Clinic-based screening and linkage-to-care programs can be effective at retaining patients throughout the HCoC. We were able to overcome many of the commonly cited barriers to link 96% of those identified as chronically infected into care. Furthermore, our treatment rate of 27% of patients seen by a specialist (68% of patients who had a prescription written) represents progress considering the national average of patients making it this far through the HCoC is 7% to 11%. D.C. Medicaid did not start approving some of the newer DAAs until February 2015; thus, treatment results may be lagging. However, the bar needs to be set much higher than prior data on the Continuum of Care. Data using these new interferon-free DAAs needs to be published so that we can understand what the accepted treatment rate should be. Many of us would argue that we need to be approaching 100%, and quite soon, though barriers still remain in this continuum.

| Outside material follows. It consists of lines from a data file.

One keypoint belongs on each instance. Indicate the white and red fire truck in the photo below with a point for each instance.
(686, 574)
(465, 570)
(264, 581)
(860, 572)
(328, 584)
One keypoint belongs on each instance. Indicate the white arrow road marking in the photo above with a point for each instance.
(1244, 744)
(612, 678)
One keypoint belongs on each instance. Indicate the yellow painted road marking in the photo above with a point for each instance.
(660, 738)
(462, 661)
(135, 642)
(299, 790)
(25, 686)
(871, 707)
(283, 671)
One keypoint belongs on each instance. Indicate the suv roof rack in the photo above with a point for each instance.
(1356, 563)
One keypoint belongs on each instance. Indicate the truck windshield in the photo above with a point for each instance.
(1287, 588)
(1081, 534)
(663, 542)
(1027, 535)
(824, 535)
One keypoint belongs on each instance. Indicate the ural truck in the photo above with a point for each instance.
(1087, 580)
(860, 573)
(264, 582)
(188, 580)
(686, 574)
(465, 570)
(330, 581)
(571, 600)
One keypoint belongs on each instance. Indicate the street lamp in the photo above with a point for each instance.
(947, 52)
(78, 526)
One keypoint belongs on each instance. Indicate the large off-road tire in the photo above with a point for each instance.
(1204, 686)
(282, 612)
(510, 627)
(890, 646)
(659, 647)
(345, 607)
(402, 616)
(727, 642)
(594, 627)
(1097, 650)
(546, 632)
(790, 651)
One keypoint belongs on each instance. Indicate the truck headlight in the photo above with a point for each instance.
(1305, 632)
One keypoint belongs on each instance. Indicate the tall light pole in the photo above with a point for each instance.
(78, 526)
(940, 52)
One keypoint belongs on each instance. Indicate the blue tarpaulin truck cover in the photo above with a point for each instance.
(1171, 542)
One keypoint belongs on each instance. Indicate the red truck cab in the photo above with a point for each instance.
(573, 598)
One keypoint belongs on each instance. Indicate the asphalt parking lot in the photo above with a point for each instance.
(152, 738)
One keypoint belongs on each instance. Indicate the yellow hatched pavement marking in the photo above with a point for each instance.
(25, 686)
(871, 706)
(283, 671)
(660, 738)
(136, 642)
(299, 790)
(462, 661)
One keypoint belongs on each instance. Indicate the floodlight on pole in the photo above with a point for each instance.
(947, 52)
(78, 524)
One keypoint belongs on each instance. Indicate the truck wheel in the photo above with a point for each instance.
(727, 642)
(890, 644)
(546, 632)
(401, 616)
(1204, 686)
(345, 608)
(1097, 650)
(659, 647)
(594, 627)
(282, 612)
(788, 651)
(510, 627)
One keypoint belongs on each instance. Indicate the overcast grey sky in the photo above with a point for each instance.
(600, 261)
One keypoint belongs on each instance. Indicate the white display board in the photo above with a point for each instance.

A low treatment rate does, however, identify a common and unique barrier for patients and providers. Unlike the other stages, treatment approval has little to do with the quality of care provided. Costs are high, and though newer DAA regimens are being covered by many insurance providers, there are coverage limitations aligned with disease severity, making it difficult for providers to treat all patients. However, it has been noted that treatment delays may reduce the benefit of achieving SVR.

We also observed a drop-off in completed HCC screening orders (72%). Though not terribly low and not a necessary procedure for treatment approval, it is still an area for improvement, as HCC screening is necessary for health maintenance, especially in patients with advanced fibrosis. However, HCC screening typically requires an additional visit and, therefore, an additional trip requiring some form of transportation. This can pose a financial burden for some patients who lack the necessary means to make multiple trips requiring transportation. Perhaps the simple solution would be to coordinate these screenings with other standard of care appointments to reduce the need for multiple visits.

Hospital-based testing and linkage programs can be successful and are a necessary component in the fight to eradicate HCV. However, not all adults use these facilities; though all adults in the BC should be screened for HCV. Provider- and system-level initiatives are needed, now perhaps more than ever, to expand the reach of testing, education and linkage to care initiatives into emergency rooms, nonmedical settings and other community-based facilities.

Eradicating HCV has been deemed a global “moral imperative” and is becoming a global health reality due to the recent emergence of curative and arguably cost-effective DAAs. We cannot get too excited, though, because we have placed the cart before the horse. We now need to place as much money, time, and effort that went into developing a cure into identifying those who need it and getting them into necessary care.

Disclosures: Fishbein reports various financial relationships with AbbVie, Boehringer Ingelheim and Gilead. Geboy reports no relevant financial relationships.